User Guide · Evaluation · Behavior

Behavior

The Behavior axis answers “did the policy execute its plan smoothly?” via three trajectory-level metrics — jerk RMS, velocity variance, and path length — that surface jerky, hesitant, or chunk-of-N-artefact policies that happen to succeed.

Why behaviour?

Two policies can produce identical success rates while moving in completely different ways. One executes a clean, smooth motion at constant pace; the other oscillates wildly, snaps between waypoints, or pauses for milliseconds between every action chunk. From a deployment perspective those policies are not interchangeable — one is safe near a human; the other isn't.

The Behavior axis turns motion quality into three scalars that you can read at a glance and that catch a category of failure modes the other two axes are blind to.

Jerk RMS

The root-mean-square of the third time-derivative of the end-effector position, integrated over the rollout. Jerk is the canonical objective signal that motion is "smooth" — humans grade motions on jerk; safety standards constrain it; jerky control aliases are a well-known artefact of chunked autoregressive policies.

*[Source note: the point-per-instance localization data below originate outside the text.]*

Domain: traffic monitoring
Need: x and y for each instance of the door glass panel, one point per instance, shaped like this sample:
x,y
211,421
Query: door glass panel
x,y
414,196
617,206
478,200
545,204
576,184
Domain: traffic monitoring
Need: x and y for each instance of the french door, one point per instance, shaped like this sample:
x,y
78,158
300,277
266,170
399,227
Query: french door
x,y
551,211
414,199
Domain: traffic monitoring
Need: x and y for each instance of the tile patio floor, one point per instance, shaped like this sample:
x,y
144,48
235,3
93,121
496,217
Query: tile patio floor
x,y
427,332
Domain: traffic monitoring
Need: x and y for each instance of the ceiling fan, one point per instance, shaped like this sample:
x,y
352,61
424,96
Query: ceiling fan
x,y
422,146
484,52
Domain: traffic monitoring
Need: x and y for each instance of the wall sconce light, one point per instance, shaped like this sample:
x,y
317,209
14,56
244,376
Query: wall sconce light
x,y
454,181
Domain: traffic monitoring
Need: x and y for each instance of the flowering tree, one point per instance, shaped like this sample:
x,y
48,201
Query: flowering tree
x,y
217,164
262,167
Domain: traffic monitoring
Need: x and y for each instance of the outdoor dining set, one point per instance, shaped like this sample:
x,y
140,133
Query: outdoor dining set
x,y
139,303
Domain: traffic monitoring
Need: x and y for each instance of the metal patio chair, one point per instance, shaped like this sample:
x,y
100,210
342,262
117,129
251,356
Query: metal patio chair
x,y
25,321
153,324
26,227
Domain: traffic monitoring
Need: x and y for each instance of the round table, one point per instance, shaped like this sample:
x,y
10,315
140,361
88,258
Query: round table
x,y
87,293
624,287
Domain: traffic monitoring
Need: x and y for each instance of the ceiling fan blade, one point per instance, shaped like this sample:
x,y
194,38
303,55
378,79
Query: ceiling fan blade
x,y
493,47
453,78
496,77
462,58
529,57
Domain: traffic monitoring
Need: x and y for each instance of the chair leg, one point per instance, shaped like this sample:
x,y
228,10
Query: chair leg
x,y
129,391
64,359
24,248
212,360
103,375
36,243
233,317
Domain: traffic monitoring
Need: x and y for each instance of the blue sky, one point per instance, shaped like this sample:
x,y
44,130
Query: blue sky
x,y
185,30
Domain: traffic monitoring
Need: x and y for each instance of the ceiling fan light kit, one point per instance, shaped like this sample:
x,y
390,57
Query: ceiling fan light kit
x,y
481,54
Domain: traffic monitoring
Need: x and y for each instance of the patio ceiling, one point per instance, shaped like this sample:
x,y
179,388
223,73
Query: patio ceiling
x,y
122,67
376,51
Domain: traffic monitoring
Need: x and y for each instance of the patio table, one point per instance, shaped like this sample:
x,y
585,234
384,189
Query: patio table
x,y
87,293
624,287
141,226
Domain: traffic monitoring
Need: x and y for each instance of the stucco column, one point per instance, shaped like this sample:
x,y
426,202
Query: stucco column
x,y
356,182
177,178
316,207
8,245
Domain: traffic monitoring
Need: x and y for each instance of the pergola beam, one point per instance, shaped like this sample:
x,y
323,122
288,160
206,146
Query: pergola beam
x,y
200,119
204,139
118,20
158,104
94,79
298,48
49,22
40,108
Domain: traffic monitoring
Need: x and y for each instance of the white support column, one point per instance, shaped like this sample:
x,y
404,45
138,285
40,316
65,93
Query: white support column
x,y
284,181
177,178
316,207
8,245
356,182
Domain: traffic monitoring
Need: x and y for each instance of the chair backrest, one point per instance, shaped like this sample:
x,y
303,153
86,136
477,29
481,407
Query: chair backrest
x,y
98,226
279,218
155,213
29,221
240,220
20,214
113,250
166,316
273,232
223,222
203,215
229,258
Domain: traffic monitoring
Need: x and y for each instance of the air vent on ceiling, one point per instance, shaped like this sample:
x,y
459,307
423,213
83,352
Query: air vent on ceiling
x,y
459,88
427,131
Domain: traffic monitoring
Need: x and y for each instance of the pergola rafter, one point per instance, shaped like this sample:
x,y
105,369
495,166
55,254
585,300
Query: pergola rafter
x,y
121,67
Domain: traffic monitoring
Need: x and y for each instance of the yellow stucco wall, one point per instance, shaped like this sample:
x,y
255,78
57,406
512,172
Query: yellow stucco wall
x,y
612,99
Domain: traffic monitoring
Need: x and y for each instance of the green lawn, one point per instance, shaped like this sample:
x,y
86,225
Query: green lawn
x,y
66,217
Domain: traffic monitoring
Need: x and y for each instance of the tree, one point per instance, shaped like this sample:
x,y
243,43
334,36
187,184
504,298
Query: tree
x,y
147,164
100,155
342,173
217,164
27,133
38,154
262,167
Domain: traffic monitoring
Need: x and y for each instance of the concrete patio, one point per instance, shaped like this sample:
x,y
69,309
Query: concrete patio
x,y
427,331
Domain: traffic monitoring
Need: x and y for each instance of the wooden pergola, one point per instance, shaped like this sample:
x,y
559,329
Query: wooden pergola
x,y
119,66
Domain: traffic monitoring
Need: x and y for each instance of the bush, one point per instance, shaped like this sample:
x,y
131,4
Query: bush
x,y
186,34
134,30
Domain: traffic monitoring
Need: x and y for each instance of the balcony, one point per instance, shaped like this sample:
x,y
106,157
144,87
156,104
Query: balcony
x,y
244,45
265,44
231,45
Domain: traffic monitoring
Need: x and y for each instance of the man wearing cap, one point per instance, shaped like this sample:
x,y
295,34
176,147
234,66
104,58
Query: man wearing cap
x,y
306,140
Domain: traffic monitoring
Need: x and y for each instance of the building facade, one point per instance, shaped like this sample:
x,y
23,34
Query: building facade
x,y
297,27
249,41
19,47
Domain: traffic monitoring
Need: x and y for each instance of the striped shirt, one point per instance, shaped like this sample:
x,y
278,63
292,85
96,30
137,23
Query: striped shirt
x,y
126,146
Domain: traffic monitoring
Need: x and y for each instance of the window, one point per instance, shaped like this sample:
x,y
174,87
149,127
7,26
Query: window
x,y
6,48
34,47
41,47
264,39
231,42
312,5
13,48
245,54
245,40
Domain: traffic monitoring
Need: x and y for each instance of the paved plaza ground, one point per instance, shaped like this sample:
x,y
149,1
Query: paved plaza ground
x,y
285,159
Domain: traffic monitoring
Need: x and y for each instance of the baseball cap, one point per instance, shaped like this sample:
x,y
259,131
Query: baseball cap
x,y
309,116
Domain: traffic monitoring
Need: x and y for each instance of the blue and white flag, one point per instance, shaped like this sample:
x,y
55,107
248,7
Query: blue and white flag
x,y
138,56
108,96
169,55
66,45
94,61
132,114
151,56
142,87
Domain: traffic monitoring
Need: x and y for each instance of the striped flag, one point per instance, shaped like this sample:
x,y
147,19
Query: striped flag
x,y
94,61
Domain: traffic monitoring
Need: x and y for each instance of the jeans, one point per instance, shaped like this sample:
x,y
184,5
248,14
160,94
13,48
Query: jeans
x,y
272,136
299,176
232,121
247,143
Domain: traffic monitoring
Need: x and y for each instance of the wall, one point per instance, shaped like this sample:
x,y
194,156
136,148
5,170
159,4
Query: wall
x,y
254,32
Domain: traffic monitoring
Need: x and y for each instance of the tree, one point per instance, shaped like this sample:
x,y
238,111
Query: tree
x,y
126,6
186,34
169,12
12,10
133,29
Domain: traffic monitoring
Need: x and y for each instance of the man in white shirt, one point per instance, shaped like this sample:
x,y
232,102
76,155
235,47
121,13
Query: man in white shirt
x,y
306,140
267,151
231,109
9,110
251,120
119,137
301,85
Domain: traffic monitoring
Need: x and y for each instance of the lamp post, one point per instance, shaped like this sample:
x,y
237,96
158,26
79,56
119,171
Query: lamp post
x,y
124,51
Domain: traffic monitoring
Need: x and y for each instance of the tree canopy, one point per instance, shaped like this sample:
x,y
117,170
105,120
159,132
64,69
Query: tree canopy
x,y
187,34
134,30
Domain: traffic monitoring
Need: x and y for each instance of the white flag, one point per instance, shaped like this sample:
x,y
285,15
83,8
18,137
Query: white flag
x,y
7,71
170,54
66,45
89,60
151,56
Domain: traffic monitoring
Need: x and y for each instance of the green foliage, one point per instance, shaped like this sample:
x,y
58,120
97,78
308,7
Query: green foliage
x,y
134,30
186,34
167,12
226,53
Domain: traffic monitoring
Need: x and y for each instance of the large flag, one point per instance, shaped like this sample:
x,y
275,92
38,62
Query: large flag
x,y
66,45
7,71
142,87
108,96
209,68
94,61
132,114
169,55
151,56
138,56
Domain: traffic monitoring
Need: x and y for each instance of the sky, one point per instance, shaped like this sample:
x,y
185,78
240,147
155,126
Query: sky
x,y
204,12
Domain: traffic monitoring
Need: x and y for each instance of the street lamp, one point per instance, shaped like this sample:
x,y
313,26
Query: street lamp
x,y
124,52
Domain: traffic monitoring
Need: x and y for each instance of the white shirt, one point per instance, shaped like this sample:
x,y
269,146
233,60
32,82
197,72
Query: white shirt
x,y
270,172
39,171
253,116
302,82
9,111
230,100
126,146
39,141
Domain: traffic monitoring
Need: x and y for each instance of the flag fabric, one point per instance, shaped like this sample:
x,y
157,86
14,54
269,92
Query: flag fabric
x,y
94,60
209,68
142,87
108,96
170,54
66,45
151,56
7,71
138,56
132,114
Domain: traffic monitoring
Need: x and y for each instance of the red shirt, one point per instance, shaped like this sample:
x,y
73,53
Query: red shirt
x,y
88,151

jerk_rms = sqrt(mean over t of ||d³p/dt³||²)

Reported in m/s³. Lower is smoother. A skilled human teleop demonstration sits around 0.05; a healthy diffusion policy is typically 0.05–0.15; chunked autoregressive policies often hit 0.5+ at chunk boundaries.

Velocity variance

The variance of the magnitude of the end-effector velocity across the rollout, normalised to the mean velocity. Captures hesitation and stop-start behaviour that jerk RMS can miss when motion is locally smooth but globally inconsistent.

vel_var = Var(||dp/dt||) / max(Mean(||dp/dt||), ε)

Dimensionless. Lower is more uniform; values above ~0.5 typically indicate the policy is stopping and restarting.

Path-length ratio

The actual end-effector path length divided by the straight-line distance between start and goal. The lower bound is 1.0 (perfectly direct); large values indicate detours, retracing, or oscillation.

path_length_ratio = ∫ ||dp/dt|| dt / ||p_end − p_start||

Dimensionless. Pure motion-planning solvers hit 1.0–1.2 routinely; learned policies on well-trained tasks land at 1.2–1.5; values past 2.0 signal pathological motion or repeated retries.

Reading the B axis

{
  "behavior": {
    "jerk_rms":          0.082,
    "vel_var":           0.011,
    "path_length_ratio": 1.18
  }
}

The three numbers are deliberately not aggregated into one — they probe different phenomena. Read them together with the U-axis to see whether smoothness is being paid for with failure or vice versa.

Caveats

  • Frame rate matters. Jerk RMS is computed by finite differences. The eval runs at 25 Hz by default; report the rate alongside any cross-paper comparison.
  • Success-conditioned reporting. Behaviour metrics are aggregated over successful episodes only by default — averaging over collapse-to-zero rollouts is misleading. Toggle via --smoothness-all-episodes.
  • End effector vs. joint. Default is end-effector position in world frame. For comparing chunked-action policies fairly, also inspect joint-space jerk in results.json:behavior.joint_jerk_rms when reported.